D’abord le titre: L’Amérique m’inquiète n’est pas un constat fait par l’auteur, Jean-Paul Dubois, romancier au long cours et longtemps journaliste au Nouvel Observateur. Cette phrase, il l’a entendue dans la bouche d’un vieux détenu dans une prison du Texas: «Je suis encore bouclé ici pour cinq ans. Il paraît que je terrifiais tout mon quartier. Moi, je vais te dire, c’est l’Amérique tout entière qui m’inquiète.»

L’un des centaines de voix écoutées

Ce détenu est l’une des centaines de voix que Jean-Paul Dubois a écoutées durant les 72 périples qu’il a effectués aux Etats-Unis entre 1990 et 2012. Envoyé par le Nouvel Observateur, il avait pour mission de rendre compte de la vie comme elle allait ou pas, là-bas, dans les commissariats, les prisons, les églises, les hôpitaux. Faisant cela, la rédaction en chef du magazine savait pertinemment qu’elle envoyait une plume hors pair et une façon très personnelle de regarder les êtres et les lieux.

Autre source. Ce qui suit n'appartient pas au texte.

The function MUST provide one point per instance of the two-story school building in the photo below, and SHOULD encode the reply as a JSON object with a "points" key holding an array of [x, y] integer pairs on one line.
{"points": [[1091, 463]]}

Parues une première fois en deux volumes en 1996 et en 2002, ces chroniques revoient le jour aujourd’hui avec une introduction inédite de l’auteur. Où il explique son goût pour le silence. Et à le lire, on entend précisément son silence, son écoute. Et l’on se dit que ce qui donne à ces chroniques leur caractère si exceptionnel réside là. A cette écriture autour du silence s’ajoute un travail journalistique de fond.

Ecriture et écoute profonde

Jean-Paul Dubois dans sa préface explique que, étonné par la «déconcertante blondeur présidentielle» depuis quelques mois, il a pris conscience que la fameuse Amérique de Trump, il l’avait justement rencontrée durant ces semaines et ces mois, à sillonner les routes et les motels, de l’est à l’ouest des Etats-Unis il y a vingt-cinq ans. Et qu’il valait donc la peine de republier cette centaine de récits qui peignent, déjà, un pays qui globalement, questionne et inquiète bel et bien.

Ces condamnés à mort qui attendent leur tour, ces malades du sida qui vendent leur assurance vie pour mourir dignement, ce membre du parti d’extrême droite de l’Oregon qui organise des chasses anti-homos et qui en brûle aussi, sont à chaque fois écoutés, longuement. Les reportages ne font pas plus que quelques pages, mais la densité d’écriture et d’écoute est telle que les mots et les phrases semblent se dilater.

Pas de jugement, ni de procès

Si le panorama de Jean-Paul Dubois est sombre, l’humour noir apporte toujours une distance. Pas de jugement, ni de procès. Chaque situation, même la plus déconcertante, est accueillie avec la volonté de comprendre, c’est même l’aiguillon essentiel du journaliste. Compassion et incrédulité, tels sont les deux états qu’il traverse le plus. A lire ces chroniques, on ressent physiquement l’infinie étendue du pays, sa beauté, sa violence, sa folie.


Jean-Paul Dubois, «L’Amérique m’inquiète et autres récits» (réédition), Jean-Paul Dubois, L’Olivier, 678 p.